Mason had to distance himself from the program for much of 2020 because of Covid and the medical team trying to develop a treatment protocol. But by the 2021 season opener at Virginia Tech, he had returned to his regular day-to-day interactions with the staff and players, albeit his schedule riding the crests of his personal ups-and- downs.
“These guys don’t realize how much they minister to me, how much they feed me,” Mason says. “We talk about seizing the moment, taking advantage of the opportunity. You don’t know how much time you have. None of us know. A lot of things I took for granted I can no longer do.
“I’m still here because I love these guys and I gave my word to their parents when we were recruiting their sons that I would be there to help them grow into men.”
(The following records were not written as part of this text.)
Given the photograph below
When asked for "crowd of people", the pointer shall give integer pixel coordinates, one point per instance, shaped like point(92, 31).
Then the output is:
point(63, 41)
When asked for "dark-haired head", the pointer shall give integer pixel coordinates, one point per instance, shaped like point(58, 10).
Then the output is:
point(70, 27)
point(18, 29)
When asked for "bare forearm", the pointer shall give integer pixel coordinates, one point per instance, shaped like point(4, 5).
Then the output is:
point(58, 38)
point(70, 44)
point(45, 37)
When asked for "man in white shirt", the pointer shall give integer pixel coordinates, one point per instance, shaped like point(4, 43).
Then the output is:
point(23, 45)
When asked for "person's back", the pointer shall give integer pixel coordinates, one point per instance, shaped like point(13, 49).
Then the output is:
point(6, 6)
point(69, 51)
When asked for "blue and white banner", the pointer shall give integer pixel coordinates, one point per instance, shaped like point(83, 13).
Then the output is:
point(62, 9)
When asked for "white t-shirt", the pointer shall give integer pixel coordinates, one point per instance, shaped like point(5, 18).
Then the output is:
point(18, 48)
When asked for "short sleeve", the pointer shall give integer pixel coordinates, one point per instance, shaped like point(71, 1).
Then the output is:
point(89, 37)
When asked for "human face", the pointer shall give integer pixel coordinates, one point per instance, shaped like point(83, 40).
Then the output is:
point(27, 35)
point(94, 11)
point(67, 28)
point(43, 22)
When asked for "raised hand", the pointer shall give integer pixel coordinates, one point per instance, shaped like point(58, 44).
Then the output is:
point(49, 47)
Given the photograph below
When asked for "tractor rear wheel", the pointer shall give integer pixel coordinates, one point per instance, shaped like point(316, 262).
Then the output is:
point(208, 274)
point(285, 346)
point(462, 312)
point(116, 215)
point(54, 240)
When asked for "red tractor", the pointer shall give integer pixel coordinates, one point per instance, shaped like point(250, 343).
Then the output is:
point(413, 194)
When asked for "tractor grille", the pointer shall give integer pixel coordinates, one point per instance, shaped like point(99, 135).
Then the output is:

One of the defining moments of Mason’s ordeal came on the last Saturday in October 2021. The doctors warned it was coming at some point, a level of pain so severe it would render you still, balled up, breath fleeting, eyes blurred. That moment came as the Tar Heels were leaving the field at Notre Dame Stadium after pre-game warmups. Mason was walking up the stairs from the tunnel to the locker room when, suddenly, his illness exploded to a new crescendo and hit him like Defcon 5.
“My hips felt like they cracked and my pelvis went out,” Mason says. “I could not move.”
Players were emotionally jacked as they passed him, some of them yelling, “Yo, Chap, we got this!” not realizing the spasms of pain shooting through Mason’s midsection. He needed help to make it to the locker room, where team doctors attended to him. He remained there throughout the game. Later, he was able to make light of it.
“Don’t worry about me,” he told the players. “I got enough meds in me, I’m so high I make Snoop Dogg jealous. I’ve got some heavy hitters now.”
Mason looks back at the moment.
“At that point, I said, ‘If I’m going down, I’m going down swinging. I’m going down on my own terms.’”
That led to the decision early in 2022 to buy a Cam-Am Ryker motorcycle, a three-wheeled affair that’s somewhere between a small car and a two-wheel motorcycle. He tootles around his neighborhood and drove it to Durham in early April to attend the Durham Bulls season opener and deliver the invocation. Mason smiles and bursts out in animation telling the story of having to sell his wife on the idea, but the cycle ticked a box of his neurologist suggesting he do something he’d always wanted to do. At this stage, the little things matter, and the sun and the wind on an open road and a hearty laugh go a long way to deaden the pain.